Skye put the two children in the same room, the better to tend them. Having had the sickness as a child, she was not afraid of nursing the little ones, but she would allow none of the others near them. Geoffrey and the rest of the children were isolated in another part of the castle. Daisy volunteered to help her mistress. “I ain’t never caught the white throat,” she said, “though I’ve nursed its victims aplenty with my ma. She never caught it neither.”
“They have a natural immunity,” said Skye to her husband.
“What’s that?”
“The Moorish doctors believe that some people have a special defense against certain diseases while others survive a disease and never get it again even though exposed. They call this an immunity. Obviously Daisy and her mother are immune, though they have never had white throat.”
“And you are immune just because you did have white throat!” he said triumphantly.
“Yes,” she answered. “That is why Daisy and I will nurse Murrough and Joan.”
“What will you need?”
“Plenty of water, clean clothes, and oil of camphor.”
“I’ll see to it, my love.”
“How many have we lost in the village?”
“Nine, so far.”
“Jesu assoil their poor souls,” she said.
It was a long and frightening procedure, but fortunately neither child was stricken severely.
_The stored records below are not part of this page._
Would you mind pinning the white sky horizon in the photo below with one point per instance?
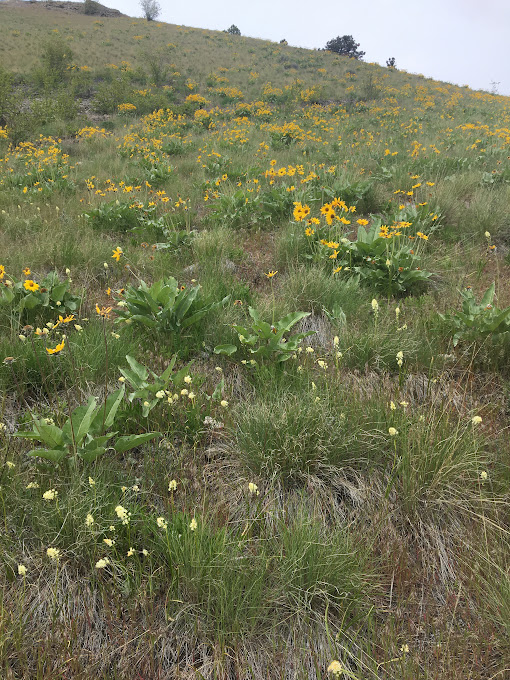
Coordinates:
(464, 42)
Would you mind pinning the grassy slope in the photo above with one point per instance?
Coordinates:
(388, 553)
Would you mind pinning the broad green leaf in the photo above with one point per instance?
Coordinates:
(145, 320)
(91, 455)
(58, 291)
(168, 370)
(225, 349)
(81, 429)
(489, 295)
(72, 425)
(105, 416)
(216, 395)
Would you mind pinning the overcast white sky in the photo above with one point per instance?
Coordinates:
(458, 41)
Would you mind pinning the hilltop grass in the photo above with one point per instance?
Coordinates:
(342, 496)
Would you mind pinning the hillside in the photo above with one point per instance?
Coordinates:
(254, 360)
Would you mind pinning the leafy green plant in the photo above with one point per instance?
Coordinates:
(165, 306)
(477, 320)
(84, 436)
(150, 387)
(380, 257)
(31, 300)
(268, 341)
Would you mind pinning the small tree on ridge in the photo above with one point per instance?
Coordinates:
(346, 46)
(151, 9)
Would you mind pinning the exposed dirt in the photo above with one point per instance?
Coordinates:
(67, 7)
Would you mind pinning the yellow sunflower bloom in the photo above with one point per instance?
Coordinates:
(30, 285)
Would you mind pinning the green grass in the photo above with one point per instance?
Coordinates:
(320, 532)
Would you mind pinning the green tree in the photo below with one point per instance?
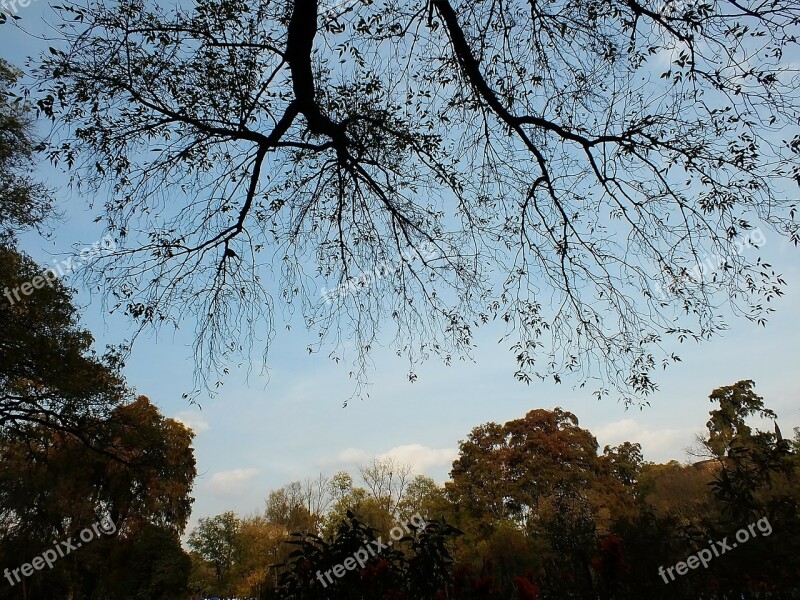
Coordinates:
(49, 373)
(218, 541)
(136, 470)
(24, 203)
(611, 158)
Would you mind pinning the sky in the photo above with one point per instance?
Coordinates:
(266, 429)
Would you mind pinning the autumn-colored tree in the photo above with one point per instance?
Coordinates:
(136, 471)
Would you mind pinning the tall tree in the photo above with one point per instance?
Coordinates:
(592, 173)
(24, 203)
(49, 373)
(218, 541)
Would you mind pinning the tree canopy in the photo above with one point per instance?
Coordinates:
(590, 173)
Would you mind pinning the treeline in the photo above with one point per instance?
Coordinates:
(78, 447)
(533, 509)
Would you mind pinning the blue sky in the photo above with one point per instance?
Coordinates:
(267, 429)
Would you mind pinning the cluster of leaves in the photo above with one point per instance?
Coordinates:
(76, 446)
(416, 566)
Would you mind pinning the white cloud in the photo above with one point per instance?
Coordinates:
(421, 458)
(230, 482)
(193, 420)
(657, 445)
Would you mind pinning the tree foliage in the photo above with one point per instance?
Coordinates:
(568, 168)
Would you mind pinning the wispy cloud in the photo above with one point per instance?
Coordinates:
(657, 444)
(231, 482)
(193, 420)
(421, 458)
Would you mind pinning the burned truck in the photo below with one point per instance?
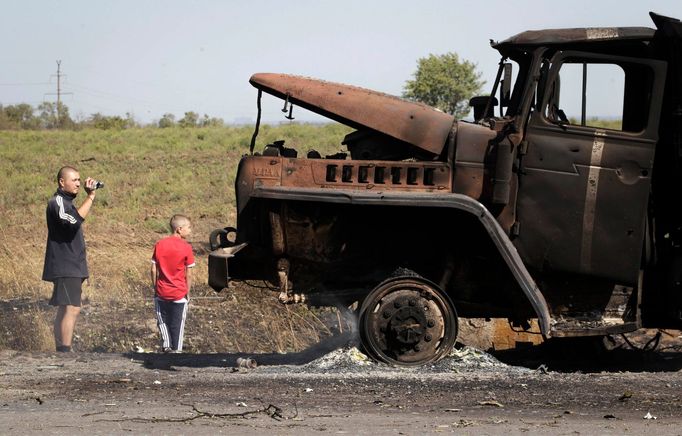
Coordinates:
(536, 210)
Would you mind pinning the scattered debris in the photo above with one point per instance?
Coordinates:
(626, 396)
(490, 403)
(543, 369)
(246, 362)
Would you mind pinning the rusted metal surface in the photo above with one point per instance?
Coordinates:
(414, 123)
(578, 35)
(565, 228)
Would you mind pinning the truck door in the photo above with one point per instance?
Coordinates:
(584, 180)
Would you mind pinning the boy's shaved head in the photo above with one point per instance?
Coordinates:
(178, 221)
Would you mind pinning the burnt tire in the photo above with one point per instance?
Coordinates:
(407, 321)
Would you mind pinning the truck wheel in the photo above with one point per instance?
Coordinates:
(407, 321)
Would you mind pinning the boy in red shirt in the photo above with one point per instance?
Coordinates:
(172, 279)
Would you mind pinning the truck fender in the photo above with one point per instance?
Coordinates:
(442, 200)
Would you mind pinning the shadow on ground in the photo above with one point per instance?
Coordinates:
(597, 355)
(167, 361)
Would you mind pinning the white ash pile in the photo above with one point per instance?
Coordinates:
(352, 360)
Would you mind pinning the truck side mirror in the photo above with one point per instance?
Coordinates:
(479, 104)
(505, 89)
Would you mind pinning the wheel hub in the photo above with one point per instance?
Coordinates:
(408, 321)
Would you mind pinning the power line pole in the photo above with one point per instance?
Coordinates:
(59, 88)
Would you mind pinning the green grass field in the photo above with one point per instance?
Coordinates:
(149, 175)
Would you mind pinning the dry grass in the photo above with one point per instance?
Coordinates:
(149, 174)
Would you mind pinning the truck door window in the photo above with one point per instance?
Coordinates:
(594, 93)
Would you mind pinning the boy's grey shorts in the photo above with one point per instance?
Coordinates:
(67, 291)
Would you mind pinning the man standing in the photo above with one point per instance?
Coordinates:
(65, 262)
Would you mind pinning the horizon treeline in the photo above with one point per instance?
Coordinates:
(49, 115)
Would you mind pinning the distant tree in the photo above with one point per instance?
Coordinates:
(444, 82)
(207, 121)
(53, 115)
(20, 116)
(167, 120)
(189, 120)
(105, 122)
(130, 121)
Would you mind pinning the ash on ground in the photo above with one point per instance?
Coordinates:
(352, 360)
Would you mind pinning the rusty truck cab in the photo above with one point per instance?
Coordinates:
(540, 212)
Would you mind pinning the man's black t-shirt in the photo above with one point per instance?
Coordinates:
(65, 251)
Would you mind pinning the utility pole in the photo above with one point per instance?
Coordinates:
(59, 89)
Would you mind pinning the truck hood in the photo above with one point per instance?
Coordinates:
(415, 123)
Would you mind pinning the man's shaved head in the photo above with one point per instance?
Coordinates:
(63, 170)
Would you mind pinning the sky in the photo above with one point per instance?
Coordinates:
(148, 57)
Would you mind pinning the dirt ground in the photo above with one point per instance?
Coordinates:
(333, 388)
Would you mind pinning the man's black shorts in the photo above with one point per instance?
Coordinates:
(67, 291)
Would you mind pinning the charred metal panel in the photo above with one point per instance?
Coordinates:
(473, 144)
(345, 174)
(583, 200)
(414, 123)
(445, 200)
(579, 35)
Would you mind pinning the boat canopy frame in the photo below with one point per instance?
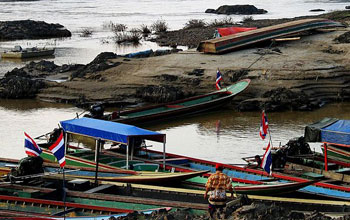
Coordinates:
(329, 131)
(102, 130)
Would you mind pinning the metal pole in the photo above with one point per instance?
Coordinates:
(65, 142)
(163, 154)
(98, 143)
(132, 149)
(325, 157)
(127, 155)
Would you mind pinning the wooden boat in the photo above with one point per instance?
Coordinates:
(198, 181)
(84, 208)
(112, 174)
(240, 174)
(231, 42)
(195, 196)
(337, 153)
(19, 53)
(191, 105)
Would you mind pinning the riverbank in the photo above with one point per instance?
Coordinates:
(301, 75)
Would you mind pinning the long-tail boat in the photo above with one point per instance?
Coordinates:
(239, 174)
(127, 134)
(192, 105)
(234, 41)
(112, 174)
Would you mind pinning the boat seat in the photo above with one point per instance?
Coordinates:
(174, 106)
(343, 170)
(311, 175)
(177, 161)
(101, 188)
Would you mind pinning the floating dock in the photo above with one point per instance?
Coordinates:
(232, 42)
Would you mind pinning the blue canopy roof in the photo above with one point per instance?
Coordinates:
(337, 133)
(108, 130)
They were weak and feverish and cranky. The dreaded dirty white patches appeared first on their tonsils, and then spread to the rest of the throat, but though they coughed constantly, that was the worst of it. Nevertheless Skye and Daisy were totally exhausted, and neither spared herself in the care of the children. The crisis was surmounted after a period of twenty hours during which the two women spent all their time placing and replacing hot camphor cloths on their little patients’ throats and chests. Finally the fever broke, the coughing eased, the white patches began to fade. The two women watched over the children for another day and night before they would admit they had beaten the disease.
At last Skye and Daisy allowed two of the other servants into the sickroom to take over. The children needed rest and light food to rebuild their strength while their two devoted nurses needed sleep before they dropped of exhaustion. Daisy sought her own room and fell, fully clothed, across her bed. Skye stumbled into her chamber to find a steaming tub awaiting her.
“I can’t,” she said. “I must sleep.”
Geoffrey Southwood led his wife to a chair and sat her down. “You’ll sleep better for being clean, my darling,” and he gently undressed her, drawing off her gown and petticoats, slipping off her shoes and rolling down her silk stockings. Placing her in the tub, he smiled at her sigh of bliss and gently washed her. He dried her off, slid a nightgown over her, and carried her to their bed and tucked her in. Bending, he dropped a kiss on her forehead. “Sleep well, my dearest,” she heard him say before blackness reached up to claim her.
Skye slept for almost two days, and awoke to find her world in shambles. Daisy had awakened first, and was standing over her mistress’s bed. One look at Daisy’s open country face caused Skye’s heart to accelerate.
“What is it?”
“The young master, little Lord John! White throat! The Earl is nursing him.”
Skye tumbled from the bed, reaching for her velvet dressing gown, struggling into it as she ran. “Where are they?”